Previous studies only observed the TDP-43 protein distribution in the neuronal cell in the ventral horn of spinal cord in the SOD1 wild and G93A transgenic rodents [22, 41], whereas they did not observe the pathological TDP-43 protein expression and altered distribution in the non-neuronal cell types. This is supported by the finding that two patients with different SOD1 mutations exhibited the same peculiar pattern of TDP-43 abnormality. Therefore, the redistribution of TDP-43 protein from the nucleus to the cytoplasm in the spinal motor neurons and glial cells might be characteristic of general ALS pathology [48]. However, previous investigations did not systemically observe TDP-43 protein expression in the spinal motor neurons and glial cells or attempt to determine the type of glial cell [48]. Our result clarified that TDP-43 protein was expressed and redistributed in astrocytes and microglial cells. The increase of TDP-43 protein expression, abnormal distribution in glial cells, negative correlation between the number of glial cells, and the amount of neuron cells in the spinal cord of SOD1 G93A transgenic mice, which was followed by an increase of neuron death (Figs. 2b and 6a, b), implies that overexpression of TDP-43 protein in both neurons and glial cells are a potential non-autonomous mechanism underlying the toxic factor of motor neuron degeneration in ALS. Particularly, histochemical and biochemical analysis showed that the accumulation of truncated and phosphorylated species was consistently observed in our SOD1 G93A transgenic mice. This finding is of interest as only antibodies directed against the C-terminal TDP-43 and p-TDP-43 (phosphorylated serine 409/410) recognize the pathologically altered protein, which label abnormal inclusions [49, 50]. However, further studies in larger number of SOD1 mutation fALS patients are needed to establish whether p-TDP-43 serves as a pathogenic mediator for SOD1 ALS. In addition, this study also revealed that the expression and redistribution of TDP-43 protein in the neuron and glial cells significantly increased in ALS mice was followed by significant neuron death. Therefore, we suggest that the overexpression of TDP-43 protein in neuron and glial cells could induce the degenerative death of motor neuron in ALS through the pathogenic effect of TDP-43 protein resulting from the formation of toxic aggregates, rather than from the loss of function.

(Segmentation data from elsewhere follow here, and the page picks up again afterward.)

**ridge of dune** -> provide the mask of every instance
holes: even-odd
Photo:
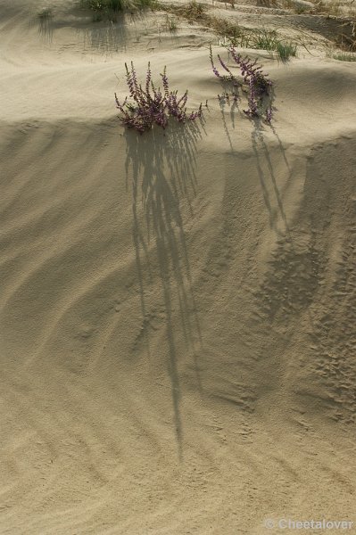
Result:
[[[109,50],[69,6],[0,6],[1,534],[356,525],[355,64],[247,51],[269,128],[203,30]],[[148,59],[202,123],[122,128]]]

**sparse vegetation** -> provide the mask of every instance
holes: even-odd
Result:
[[[150,130],[153,125],[166,128],[170,117],[174,117],[178,122],[185,123],[195,120],[203,113],[200,104],[196,111],[186,111],[188,98],[187,90],[181,97],[178,91],[171,91],[167,78],[166,68],[161,74],[163,90],[156,88],[152,80],[152,71],[148,63],[145,83],[144,87],[138,83],[133,62],[131,69],[126,67],[126,81],[128,86],[129,97],[121,103],[115,93],[116,107],[120,110],[120,120],[128,128],[134,128],[140,134]],[[130,100],[128,100],[130,98]]]
[[[283,43],[279,41],[277,44],[276,51],[282,62],[287,62],[290,57],[295,57],[297,54],[297,45],[294,43]]]
[[[175,32],[178,29],[177,19],[167,15],[166,25],[168,31]]]
[[[80,0],[80,6],[93,12],[93,21],[114,21],[120,12],[153,9],[156,0]]]

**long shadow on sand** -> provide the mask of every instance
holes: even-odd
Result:
[[[186,348],[193,348],[193,351],[196,340],[201,340],[184,224],[193,216],[195,152],[202,127],[202,122],[191,122],[184,128],[170,125],[164,132],[154,128],[143,136],[133,131],[125,134],[128,187],[132,185],[133,196],[132,237],[144,326],[150,318],[146,292],[152,284],[156,287],[158,278],[179,455],[182,423],[177,339],[182,333]],[[149,354],[148,329],[145,337]],[[197,373],[196,363],[195,366]]]

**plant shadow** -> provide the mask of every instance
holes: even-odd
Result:
[[[135,247],[141,313],[144,325],[150,317],[146,292],[161,289],[161,307],[167,343],[167,369],[170,381],[176,438],[182,457],[181,389],[178,372],[178,338],[193,351],[194,366],[201,331],[195,300],[185,226],[194,215],[196,194],[195,153],[203,121],[172,124],[166,130],[153,128],[142,136],[125,131],[127,186],[132,188],[132,239]],[[149,330],[145,333],[148,355]],[[183,336],[182,336],[183,335]]]

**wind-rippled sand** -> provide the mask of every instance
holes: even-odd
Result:
[[[259,127],[203,34],[104,54],[31,9],[0,6],[1,534],[356,523],[355,64],[260,53]],[[124,131],[131,59],[203,124]]]

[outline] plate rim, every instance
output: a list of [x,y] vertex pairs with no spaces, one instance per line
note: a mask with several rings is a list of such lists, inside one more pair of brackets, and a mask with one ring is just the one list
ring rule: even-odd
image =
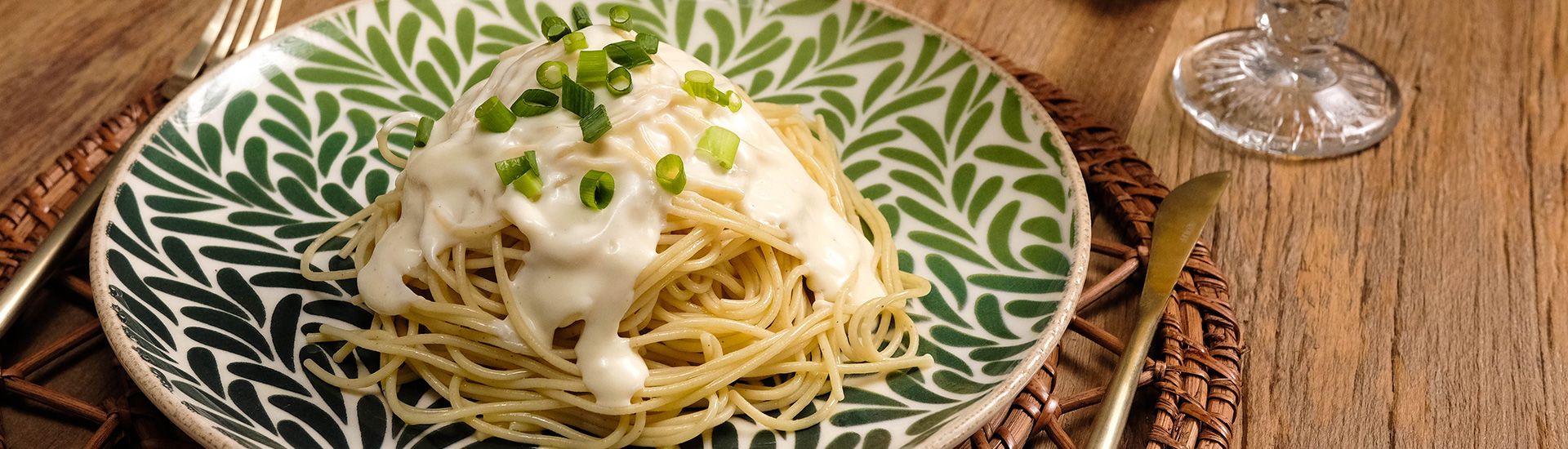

Our findings that TDP-43 modifications (truncation and phosphorylation) increased and the modified TDP-43 was localized abnormally in the cytoplasm of neurons, astrocytes, and microglial cells in symptomatic hSOD1 G93A transgenic mice, an SOD1G85S fALS patient and iPSC-derived motor neurons from SOD1G17S the fALS patient, recapitulate all hallmarks of TDP-43 abnormalities observed in sALS. Our results clearly indicate that SOD1 mutations alter TDP-43 modification and thus strongly support the hypothesis of an interaction between TDP-43 and mutant SOD1 in ALS pathogenesis. These findings also suggest that mutant SOD1 could affect the solubility/insolubility of its interaction with TDP-43 through physical interaction or an unknown mediator. Further studies are required to clarify the mechanism of TDP-43 modification induced via SOD1 mutation.
Materials and Methods
Animals
Transgenic mice expressing the human G93A-mutated SOD1 gene (B6SJL-Tg (SOD1-G93A) 1 Gur/J; Jackson Laboratory, Bar Harbor, Me, USA) were used [29]. Male transgenic ALS mice of the mtSOD1 (G93A) H1 high expressor strain (Jackson Laboratories, Bar Harbor, ME, USA) were bred with female mice with a similar background (B6/SJLF1). The stages of ALS-like disease were divided into three stages according to time point: pre-onset (60–70 days), onset (90–100 days), and progressive (120–130 days). Twelve SOD1 mutant transgenic and ten wild-type mice were used for these experiments at different time points.
Cell Culture
Motor neuron-like cells (NSC-34) transfected with pCI-neo expression vector containing human wild-type (WT), hSOD1wt (NSC-34/hSOD1wt cells), and mutant hSOD1G93A (NSC-34/hSOD1G93A cells) were established previously [51]. Primary cortical neuron cultures were prepared as previously described [52, 53] briefly, cortical neurons from WT and SOD1-G93A mice were isolated from pups at E16.5, and the brains were removed and placed on ice in Hank’s balanced salt solution (HBSS, Gibco). Twenty-four well plates were seeded with 1 ml of plating medium (2% B27 + 1/100 penicillin/streptomycin, Invitrogen; 0.5-mM α-glutamine; neurobasal medium, Gibco). From DIV4, feed every 3–4 days by removing one half the medium and replacing with fresh.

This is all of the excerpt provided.